How should I handle a custom property in a situation where I use partial classes with the EF-generated classes?
Here's the setup:
TimeSheet Table - this stores an employee's hours
- TimeSheetID (auto, int, PK)
- EntryDate (DateTime)
- Hours (int)
- EmployeeID (int)
EmployeeHourlyRate table - this stores an employee's current hourly rate. Historical rates are stored here as well.
- RateID (int, PK)
- EffectiveDate (int, PK)
- Rate (double)
This is a one to many relationship from TimeSheet to EmployeeHourlyRate. In order to find an Employee's rate, I would select the max effectiveDate less than the timeSheet's EntryDate.
In order to facilitate things, I've made a partial class called TimeSheet and added a new property called "Rate" to that class. What I would like to do is populate that myself from the same query that populates my collection of TimeSheets. I just know of no easy and clean way to handle this.
For example, I could do it this way:
var list = from ts in Context.TimeSheets
....
select new TimeSheet() {
TimeSheetID = ts.TimeSheetID,
EntryDate = ts.EntryDate,
Hours = ts.Hours,
EmployeeID = ts.EmployeeID,
Rate = SomeRate //real code has been omitted
};
This in theory should work, but for some reason the EF complains at run-time that I'm re-using an entity generated class (no idea why -- it works fine if I create my own custom class). However, even if it did work, I've still got to maintain a list of fields and keep on mapping from my EF to a single class -- i.e, maintenance becomes a problem when/if I add new fields to the TimeSheet table. It is also silly to have to re-type all that info.
So my question is, how do people generally handle this scenario? Is there a way to do something in the datamodel that would be able to effectively know my join rule (about selecting the correct effective date based on my EntryDate) and handle this?
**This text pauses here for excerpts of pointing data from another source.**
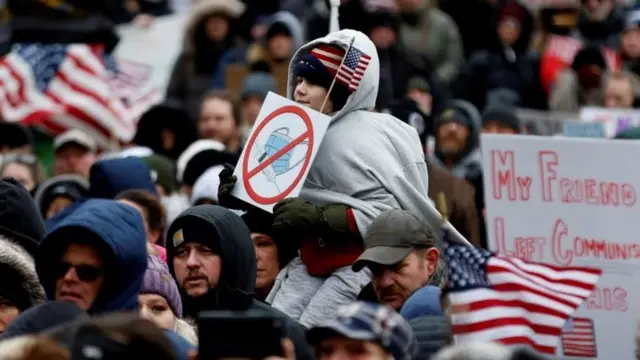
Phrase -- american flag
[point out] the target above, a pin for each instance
(58, 87)
(507, 300)
(579, 339)
(353, 68)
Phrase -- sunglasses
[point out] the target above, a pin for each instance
(18, 158)
(87, 273)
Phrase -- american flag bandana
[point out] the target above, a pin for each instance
(510, 301)
(350, 72)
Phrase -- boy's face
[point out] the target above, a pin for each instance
(311, 95)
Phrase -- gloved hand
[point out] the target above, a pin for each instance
(227, 182)
(299, 217)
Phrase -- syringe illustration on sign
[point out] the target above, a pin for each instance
(278, 139)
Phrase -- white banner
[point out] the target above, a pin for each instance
(155, 48)
(572, 202)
I would like to see your full LINQ query (including the 'SomeRate' code) to see exactly what you are trying to achieve, but maybe something like this could work:
WARNING: Air code.
public partial class TimeSheet
{
public double Rate
{
get //Calculate your rate here... e.g.
{
if ((this.Employee == null) || (this.Employee.EmployeeHourlyRates.Count == 0))
//throw an exception
EmployeeHourlyRate maxRate;
foreach (EmployeeHourlyRate rate in this.Employee.EmployeeHourlyRates)
{
if ((rate.EffectiveDate <= this.EntryDate)
&& ((maxRate == null) || (maxRate.EffectiveDate < rate.EffectiveDate)))
{
maxRate = rate;
}
}
if (maxRate == null)
//throw exception
else
return maxRate.Rate;
}
}
}
EDIT: Adding example of eager loading to avoid database round trips.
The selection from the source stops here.